Step back from the "how do I make an api jar" and look at your mod.
What is it that you've created that other people might want to use?
Did you add a machine that has some sort of recipe?
Did you add a machine that has some sort of recipe?
Do you have some capability that could be exposed?
Do you have some other mechanism that other mods might either want to know about, modify, supply data to, or get data from?
Do you have block properties that aren't vanilla?
First, create an API package separate form your mod. In there create interface that declares the action you want to expose.
Second, implement that interface on the class that's already handling those actions.
Third, store a reference to the instance in an API location (don't forget to instantiate it).
Fourth, convert all existing references over to use the API instead.
If you do things right, the game won't crash and your machine will still work.
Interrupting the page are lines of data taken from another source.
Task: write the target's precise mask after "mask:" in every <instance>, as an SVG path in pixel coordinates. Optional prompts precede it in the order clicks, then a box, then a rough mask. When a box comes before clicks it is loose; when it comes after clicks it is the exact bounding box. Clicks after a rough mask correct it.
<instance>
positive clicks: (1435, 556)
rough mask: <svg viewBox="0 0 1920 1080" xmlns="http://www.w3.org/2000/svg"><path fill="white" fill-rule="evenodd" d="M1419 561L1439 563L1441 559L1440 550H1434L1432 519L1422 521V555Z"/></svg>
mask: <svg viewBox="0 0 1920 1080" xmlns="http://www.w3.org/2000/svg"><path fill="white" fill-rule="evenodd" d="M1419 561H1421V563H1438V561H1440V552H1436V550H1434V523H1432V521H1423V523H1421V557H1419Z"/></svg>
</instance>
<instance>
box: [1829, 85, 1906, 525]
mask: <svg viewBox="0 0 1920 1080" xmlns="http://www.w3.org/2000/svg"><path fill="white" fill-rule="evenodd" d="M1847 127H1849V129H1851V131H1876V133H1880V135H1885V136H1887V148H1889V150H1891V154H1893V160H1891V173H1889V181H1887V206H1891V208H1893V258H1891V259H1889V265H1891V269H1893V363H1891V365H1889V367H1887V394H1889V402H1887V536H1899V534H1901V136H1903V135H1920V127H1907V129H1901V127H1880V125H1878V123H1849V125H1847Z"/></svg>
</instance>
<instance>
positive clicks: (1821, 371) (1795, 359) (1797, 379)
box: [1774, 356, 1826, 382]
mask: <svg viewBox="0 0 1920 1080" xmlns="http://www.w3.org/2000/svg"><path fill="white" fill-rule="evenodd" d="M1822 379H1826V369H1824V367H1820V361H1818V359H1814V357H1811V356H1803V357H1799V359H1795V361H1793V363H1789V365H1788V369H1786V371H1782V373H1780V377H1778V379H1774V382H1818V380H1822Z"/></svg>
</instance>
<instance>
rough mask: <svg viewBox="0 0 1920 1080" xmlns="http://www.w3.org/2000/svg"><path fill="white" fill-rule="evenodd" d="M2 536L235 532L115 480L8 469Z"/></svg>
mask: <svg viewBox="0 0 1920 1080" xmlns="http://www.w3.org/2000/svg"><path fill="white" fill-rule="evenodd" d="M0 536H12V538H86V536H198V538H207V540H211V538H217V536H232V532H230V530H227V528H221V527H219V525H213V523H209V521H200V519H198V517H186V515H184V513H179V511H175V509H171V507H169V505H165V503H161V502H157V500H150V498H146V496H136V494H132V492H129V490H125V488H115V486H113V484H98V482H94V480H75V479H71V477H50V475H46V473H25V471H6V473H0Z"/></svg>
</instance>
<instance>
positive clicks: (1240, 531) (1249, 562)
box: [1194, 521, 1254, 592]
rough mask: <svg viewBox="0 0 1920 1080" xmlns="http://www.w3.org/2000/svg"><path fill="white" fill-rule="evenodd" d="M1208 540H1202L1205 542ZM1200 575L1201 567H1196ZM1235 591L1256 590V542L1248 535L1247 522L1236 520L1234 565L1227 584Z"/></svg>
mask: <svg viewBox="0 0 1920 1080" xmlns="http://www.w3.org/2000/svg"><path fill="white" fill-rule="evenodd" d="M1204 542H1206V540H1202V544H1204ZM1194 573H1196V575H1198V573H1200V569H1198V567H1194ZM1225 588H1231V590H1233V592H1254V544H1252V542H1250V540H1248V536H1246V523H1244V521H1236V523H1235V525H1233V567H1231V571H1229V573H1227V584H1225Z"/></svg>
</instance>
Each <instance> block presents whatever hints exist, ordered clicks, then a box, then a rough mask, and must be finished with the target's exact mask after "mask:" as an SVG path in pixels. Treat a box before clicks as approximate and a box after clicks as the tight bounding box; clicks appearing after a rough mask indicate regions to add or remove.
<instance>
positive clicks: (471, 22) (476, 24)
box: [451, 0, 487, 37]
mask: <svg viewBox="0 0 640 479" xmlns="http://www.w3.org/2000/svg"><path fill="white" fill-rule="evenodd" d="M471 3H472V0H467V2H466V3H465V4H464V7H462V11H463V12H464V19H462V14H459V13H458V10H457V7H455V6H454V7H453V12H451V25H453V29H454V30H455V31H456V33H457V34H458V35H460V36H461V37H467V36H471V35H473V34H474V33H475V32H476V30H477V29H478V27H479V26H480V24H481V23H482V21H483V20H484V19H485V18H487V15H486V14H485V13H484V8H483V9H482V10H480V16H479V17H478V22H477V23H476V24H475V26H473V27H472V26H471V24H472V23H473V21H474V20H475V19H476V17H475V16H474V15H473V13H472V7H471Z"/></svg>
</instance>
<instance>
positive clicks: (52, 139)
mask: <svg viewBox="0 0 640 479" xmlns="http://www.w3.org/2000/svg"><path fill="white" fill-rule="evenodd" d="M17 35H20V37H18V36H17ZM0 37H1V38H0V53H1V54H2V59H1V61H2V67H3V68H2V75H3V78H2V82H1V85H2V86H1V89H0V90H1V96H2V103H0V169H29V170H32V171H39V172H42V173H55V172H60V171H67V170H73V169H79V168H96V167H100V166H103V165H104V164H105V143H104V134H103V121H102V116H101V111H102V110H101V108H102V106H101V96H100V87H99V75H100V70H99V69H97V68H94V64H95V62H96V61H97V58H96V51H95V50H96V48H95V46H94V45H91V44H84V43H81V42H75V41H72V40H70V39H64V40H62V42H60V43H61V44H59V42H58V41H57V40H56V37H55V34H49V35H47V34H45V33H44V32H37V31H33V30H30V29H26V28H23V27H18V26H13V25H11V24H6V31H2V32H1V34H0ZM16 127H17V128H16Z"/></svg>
Congrats, you made an API. If you don't use your own API, you can't test it. And if you don't test it, you won't realize that something's wrong (it took Reika and I back and forth over 3 revisions of his API before I could add a recipe to the Rotary Craft Extractor).
You can do the same thing for block properties, capabilities, and other things as well.
However there's other things to keep in mind as well:
Once you've declared the interface and released it, it's effectively permanent. You've signed an API contract that says that these methods exist and are guaranteed to exist. If you change the method signatures in the future, it won't be your mod that crashes, but the mod that tried to use your API. And users will complain to them even though it's your fault. Imagine how frustrated a player would be if that other mod author vanished from modding and you changed the API: users would be hammering a brick wall with no response, unable to use two of their favorite mods together.
Instead, you should mark the methods in the interface as @deprecated (so that no one else starts using them) and in the implementation, make a best-guess conversion to the new method. If it can't be done at all, then just leave an empty method stub. The two mods won't integrate as they used to, but they'd still run. You can throw warnings and log messages and non-fatal errors all you'd like, but the JVM should never crash.